洗練されたメロデイとサウンドにメロウで甘い松原みきのヴォーカルが冴えわたっている。
個人的にはリズムの歯切れ良くブラスアレンジが冴えわたっているオシャレでファンキーな
“Jazzy Night”が超オススメ・・・
ライブでも大好評の1曲でした。
『-CUPID-』
1981年発売 松原みき3rd.アルバム。
当時は、俺たちひょうきん族などのバラエテイ番組の盛り上がり、音楽では“ルビーの指輪”などがテレビを中心に大ヒットしていました。松原みきもCMソングにトライしました。資生堂CMソングの
“ニートな午後3時”や佐野元春提供作品
“スーヴェニール”、彼女のライブで定番の“10カラット・ラブ”などが収録された3rd.アルバムになります。

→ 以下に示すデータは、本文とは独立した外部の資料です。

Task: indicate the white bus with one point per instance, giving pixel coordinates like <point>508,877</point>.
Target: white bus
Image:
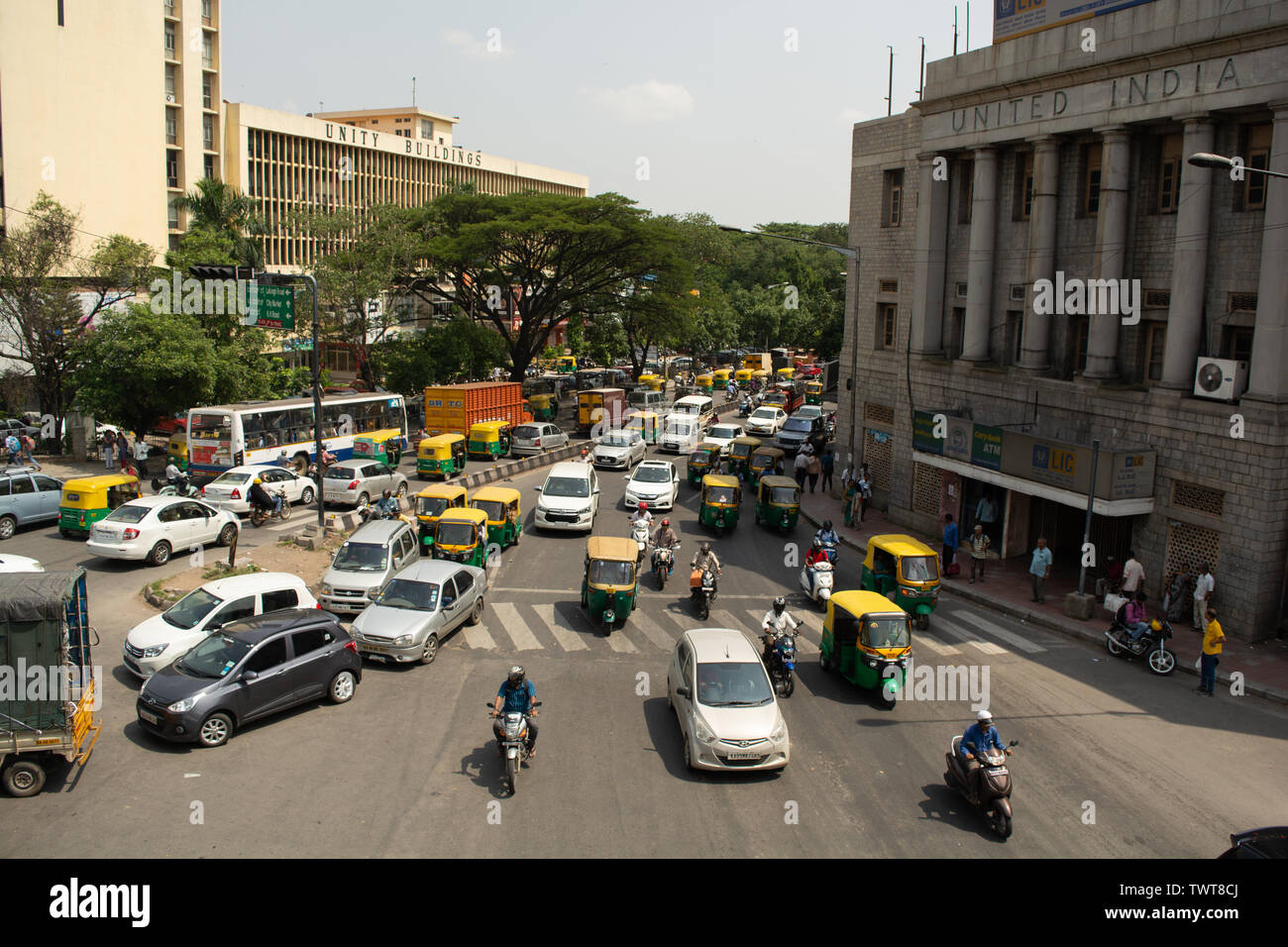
<point>257,432</point>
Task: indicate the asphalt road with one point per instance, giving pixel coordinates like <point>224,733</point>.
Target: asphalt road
<point>1113,762</point>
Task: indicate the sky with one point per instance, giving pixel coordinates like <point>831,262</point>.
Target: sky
<point>738,110</point>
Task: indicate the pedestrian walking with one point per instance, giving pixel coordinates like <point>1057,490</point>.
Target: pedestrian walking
<point>979,544</point>
<point>1203,587</point>
<point>949,544</point>
<point>828,463</point>
<point>1039,570</point>
<point>1212,641</point>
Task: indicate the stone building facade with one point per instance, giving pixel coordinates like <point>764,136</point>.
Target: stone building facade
<point>1042,159</point>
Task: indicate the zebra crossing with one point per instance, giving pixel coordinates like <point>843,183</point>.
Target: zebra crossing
<point>565,626</point>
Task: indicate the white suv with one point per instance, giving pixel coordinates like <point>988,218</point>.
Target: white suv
<point>570,497</point>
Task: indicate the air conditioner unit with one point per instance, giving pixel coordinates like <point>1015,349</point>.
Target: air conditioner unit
<point>1220,379</point>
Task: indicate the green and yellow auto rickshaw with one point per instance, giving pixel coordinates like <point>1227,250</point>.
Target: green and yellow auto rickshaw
<point>385,446</point>
<point>720,496</point>
<point>86,500</point>
<point>868,641</point>
<point>778,501</point>
<point>433,502</point>
<point>739,455</point>
<point>764,462</point>
<point>703,459</point>
<point>906,573</point>
<point>488,441</point>
<point>503,517</point>
<point>441,457</point>
<point>462,536</point>
<point>647,423</point>
<point>608,585</point>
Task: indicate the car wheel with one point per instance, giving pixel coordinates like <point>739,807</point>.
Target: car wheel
<point>343,685</point>
<point>215,729</point>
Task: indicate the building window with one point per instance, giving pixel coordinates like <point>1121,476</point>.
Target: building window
<point>1155,344</point>
<point>885,325</point>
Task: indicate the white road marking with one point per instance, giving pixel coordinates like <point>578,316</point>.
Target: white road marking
<point>1009,637</point>
<point>567,638</point>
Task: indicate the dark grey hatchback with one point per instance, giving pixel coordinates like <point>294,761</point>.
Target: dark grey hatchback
<point>248,671</point>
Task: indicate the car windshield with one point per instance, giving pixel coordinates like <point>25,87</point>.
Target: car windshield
<point>919,569</point>
<point>361,557</point>
<point>603,573</point>
<point>213,657</point>
<point>455,534</point>
<point>733,684</point>
<point>403,592</point>
<point>566,486</point>
<point>188,611</point>
<point>128,514</point>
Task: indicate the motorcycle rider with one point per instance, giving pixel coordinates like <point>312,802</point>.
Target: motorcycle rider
<point>983,735</point>
<point>516,696</point>
<point>777,620</point>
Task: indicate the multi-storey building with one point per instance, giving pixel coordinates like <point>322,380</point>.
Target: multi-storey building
<point>991,338</point>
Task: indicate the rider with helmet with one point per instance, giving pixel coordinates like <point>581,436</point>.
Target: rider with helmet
<point>516,696</point>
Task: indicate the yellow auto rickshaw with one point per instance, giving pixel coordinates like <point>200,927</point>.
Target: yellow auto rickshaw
<point>720,497</point>
<point>86,500</point>
<point>905,571</point>
<point>778,501</point>
<point>647,423</point>
<point>441,457</point>
<point>433,502</point>
<point>503,517</point>
<point>868,641</point>
<point>488,441</point>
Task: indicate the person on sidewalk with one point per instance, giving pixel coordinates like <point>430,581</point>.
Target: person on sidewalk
<point>1203,586</point>
<point>979,544</point>
<point>949,541</point>
<point>1212,641</point>
<point>1039,570</point>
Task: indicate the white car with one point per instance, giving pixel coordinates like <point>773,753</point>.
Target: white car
<point>767,420</point>
<point>231,489</point>
<point>656,483</point>
<point>156,642</point>
<point>619,449</point>
<point>722,434</point>
<point>725,703</point>
<point>156,527</point>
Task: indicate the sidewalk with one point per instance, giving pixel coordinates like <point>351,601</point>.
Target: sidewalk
<point>1008,589</point>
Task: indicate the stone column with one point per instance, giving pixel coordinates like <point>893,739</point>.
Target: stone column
<point>1042,215</point>
<point>979,274</point>
<point>927,285</point>
<point>1189,260</point>
<point>1267,375</point>
<point>1111,248</point>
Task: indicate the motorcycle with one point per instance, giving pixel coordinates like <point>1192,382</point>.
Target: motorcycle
<point>781,661</point>
<point>995,784</point>
<point>819,585</point>
<point>513,744</point>
<point>664,564</point>
<point>1120,643</point>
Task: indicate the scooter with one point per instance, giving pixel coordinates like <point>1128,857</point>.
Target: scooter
<point>995,784</point>
<point>1120,643</point>
<point>664,564</point>
<point>819,586</point>
<point>513,744</point>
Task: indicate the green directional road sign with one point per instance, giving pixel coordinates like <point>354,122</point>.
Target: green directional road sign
<point>273,308</point>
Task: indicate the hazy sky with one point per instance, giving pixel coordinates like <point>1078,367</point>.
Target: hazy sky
<point>729,121</point>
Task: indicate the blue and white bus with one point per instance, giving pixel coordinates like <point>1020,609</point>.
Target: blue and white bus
<point>257,432</point>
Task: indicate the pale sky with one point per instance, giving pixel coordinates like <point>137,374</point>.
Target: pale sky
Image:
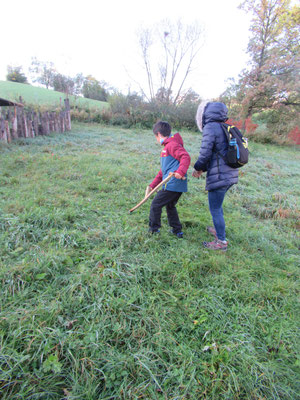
<point>99,38</point>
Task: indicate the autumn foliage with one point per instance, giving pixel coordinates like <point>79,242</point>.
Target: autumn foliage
<point>249,125</point>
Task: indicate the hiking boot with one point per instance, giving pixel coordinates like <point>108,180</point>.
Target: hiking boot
<point>212,231</point>
<point>153,231</point>
<point>216,245</point>
<point>178,234</point>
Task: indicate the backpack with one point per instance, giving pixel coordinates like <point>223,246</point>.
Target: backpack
<point>238,153</point>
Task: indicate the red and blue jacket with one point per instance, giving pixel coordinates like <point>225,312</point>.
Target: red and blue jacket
<point>173,158</point>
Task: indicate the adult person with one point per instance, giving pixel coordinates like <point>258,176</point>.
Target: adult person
<point>220,177</point>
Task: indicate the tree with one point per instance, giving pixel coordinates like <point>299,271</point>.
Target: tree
<point>63,83</point>
<point>271,80</point>
<point>43,72</point>
<point>168,52</point>
<point>93,89</point>
<point>15,74</point>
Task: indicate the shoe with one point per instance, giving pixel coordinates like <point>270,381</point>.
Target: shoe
<point>216,245</point>
<point>212,231</point>
<point>153,232</point>
<point>178,234</point>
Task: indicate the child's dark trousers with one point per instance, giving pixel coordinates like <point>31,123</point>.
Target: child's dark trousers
<point>168,199</point>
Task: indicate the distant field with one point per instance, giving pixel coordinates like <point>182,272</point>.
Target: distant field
<point>40,96</point>
<point>92,307</point>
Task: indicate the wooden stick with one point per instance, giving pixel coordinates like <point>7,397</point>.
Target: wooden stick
<point>171,174</point>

このアルバムは全曲を今は亡き編曲家「大村雅朗」が担当しプレイヤーもドラムスに村上ポンタ秀一、ギターには今剛といった国内トップミュージシャンで仕上げられた極上のシテイポップとなっています。
日本人の殆どはこの
“ニートな午後3時”というタイトルで、初めて“ニート=NEAT”という「Coolでカッコいい」意味を持つ言葉を知りました。
現在使われている「ニート=NEET」とはまったく別の言葉ですね。このアルバムツアーは伊集院静が演出し、ブロードウエイ的なショーアップしたステージでした。
そしてこのアルバムのジャケット
(ブルーのシースルー)写真がとてもセクシーでした。
『Myself』
1982年発売 松原みき4th.アルバム。
ファンク・フュージョンバンド「Dr.Strut」が全曲のベーシックを担当し、その上に数原晋、ジェイク・H・コンセプションなど国内一流のホーンセクションを起用しダビング
され、アルバム全体のキラメキを出している。
このアルバムの中の “微熱が平熱”や
SEE-SAW LOVE”などは歌詞のテーマからメロデイ、そしてボーカルの表情がなんとも
キュートな仕上がりで、松原みきの魅力を引き出すポップな作品となっている。
勿論ライブでは定番の作品となりました。国内ではあみんの “待つわ”などがヒットしていました。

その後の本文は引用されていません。